When electricity comes out of the wall and through a lamp, where does the circuit loop complete? Does the circuit go all the way back to the power plant? — J, Florida
The electric circuit that powers your lamp extends only as far as a nearby transformer. That transformer is located somewhere near your house, probably as a cylindrical object on a telephone pole down the street or as a green box on a side lawn a few houses away.
A transformer conveys electric power from one electric circuit to another. It performs this feat using several electromagnetic effects associated with changing electric currents—changes present in the alternating current of our power grid. In this case, the transformer is moving power from a high-voltage neighborhood circuit to a low-voltage household circuit.
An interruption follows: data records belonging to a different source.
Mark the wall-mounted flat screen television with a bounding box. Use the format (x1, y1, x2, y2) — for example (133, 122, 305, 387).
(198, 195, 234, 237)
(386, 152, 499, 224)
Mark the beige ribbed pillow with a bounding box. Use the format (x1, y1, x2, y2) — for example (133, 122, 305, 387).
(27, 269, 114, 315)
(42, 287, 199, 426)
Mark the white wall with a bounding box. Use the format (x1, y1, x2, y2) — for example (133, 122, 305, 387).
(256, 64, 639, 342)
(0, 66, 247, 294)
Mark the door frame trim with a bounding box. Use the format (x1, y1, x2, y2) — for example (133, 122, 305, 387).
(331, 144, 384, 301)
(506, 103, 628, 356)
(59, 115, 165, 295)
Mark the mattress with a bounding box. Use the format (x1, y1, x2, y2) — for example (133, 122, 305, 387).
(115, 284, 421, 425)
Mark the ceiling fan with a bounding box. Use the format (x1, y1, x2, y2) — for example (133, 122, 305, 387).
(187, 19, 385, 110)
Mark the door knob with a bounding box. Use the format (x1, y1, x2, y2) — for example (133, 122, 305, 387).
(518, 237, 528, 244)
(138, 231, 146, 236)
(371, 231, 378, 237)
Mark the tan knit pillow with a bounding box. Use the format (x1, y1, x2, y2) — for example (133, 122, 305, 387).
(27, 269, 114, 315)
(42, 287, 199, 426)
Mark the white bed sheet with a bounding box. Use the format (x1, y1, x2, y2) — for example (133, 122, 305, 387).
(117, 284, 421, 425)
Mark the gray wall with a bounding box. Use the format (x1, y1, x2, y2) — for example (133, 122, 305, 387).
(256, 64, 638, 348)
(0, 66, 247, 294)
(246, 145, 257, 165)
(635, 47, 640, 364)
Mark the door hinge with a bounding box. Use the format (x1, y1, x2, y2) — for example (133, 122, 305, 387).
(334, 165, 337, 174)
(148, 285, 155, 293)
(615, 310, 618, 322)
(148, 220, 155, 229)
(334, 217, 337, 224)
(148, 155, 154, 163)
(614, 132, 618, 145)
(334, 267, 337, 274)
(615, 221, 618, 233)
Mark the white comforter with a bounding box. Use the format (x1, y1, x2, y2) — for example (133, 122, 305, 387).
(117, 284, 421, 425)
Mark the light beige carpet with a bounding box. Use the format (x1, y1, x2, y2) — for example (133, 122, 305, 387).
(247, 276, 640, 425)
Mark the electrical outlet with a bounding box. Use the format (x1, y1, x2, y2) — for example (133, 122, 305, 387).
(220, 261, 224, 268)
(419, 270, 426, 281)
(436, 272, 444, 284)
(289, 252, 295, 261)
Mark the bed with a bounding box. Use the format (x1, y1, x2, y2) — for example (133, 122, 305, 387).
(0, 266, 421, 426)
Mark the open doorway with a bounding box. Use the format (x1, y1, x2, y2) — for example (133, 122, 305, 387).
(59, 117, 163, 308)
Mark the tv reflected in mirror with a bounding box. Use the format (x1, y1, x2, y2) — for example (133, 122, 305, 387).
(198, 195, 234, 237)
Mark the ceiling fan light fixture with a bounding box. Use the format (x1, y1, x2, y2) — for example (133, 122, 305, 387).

For safety, household electric power uses relatively low voltages, typically 120 volt in the US. But to deliver significant amounts of power at such low voltages, you need large currents. It’s analogous to delivering hydraulic power at low pressures; low pressures are nice and safe, but you need large amounts of hydraulic fluid to carry much power. There is a problem, however, with sending low voltage electric power long distances: it’s inefficient because wires waste power as heat in proportion to the square of the electric current they carry. Using our analogy again, sending hydraulic power long distances as a large flow of hydraulic fluid at low pressure is wasteful; the fluid will rub against the pipes and waste power as heat.
To send electric power long distances, you do better to use high voltages and small currents (think high pressure and small flows of hydraulic fluid). That requires being careful with the wires because high voltages are dangerous, but it is exactly how electric power travels cross-country in the power grid: very high voltages on transmission lines that are safely out of reach.
Finally, to move power from the long-distance high-voltage transmission wires to the short-distance low-voltage household wires, they use transformers. The long-distance circuit that carries power to your neighborhood closes on one side of the transformer and the short-distance circuit that carries power to your lamp closes on the other side of the transformer. No electric charges pass between those two circuits; they are electrically insulated from one another inside the transformer. The electric charges that are flowing through your lamp go round and round that little local circuit, shuttling from the transformer to your lamp and back again.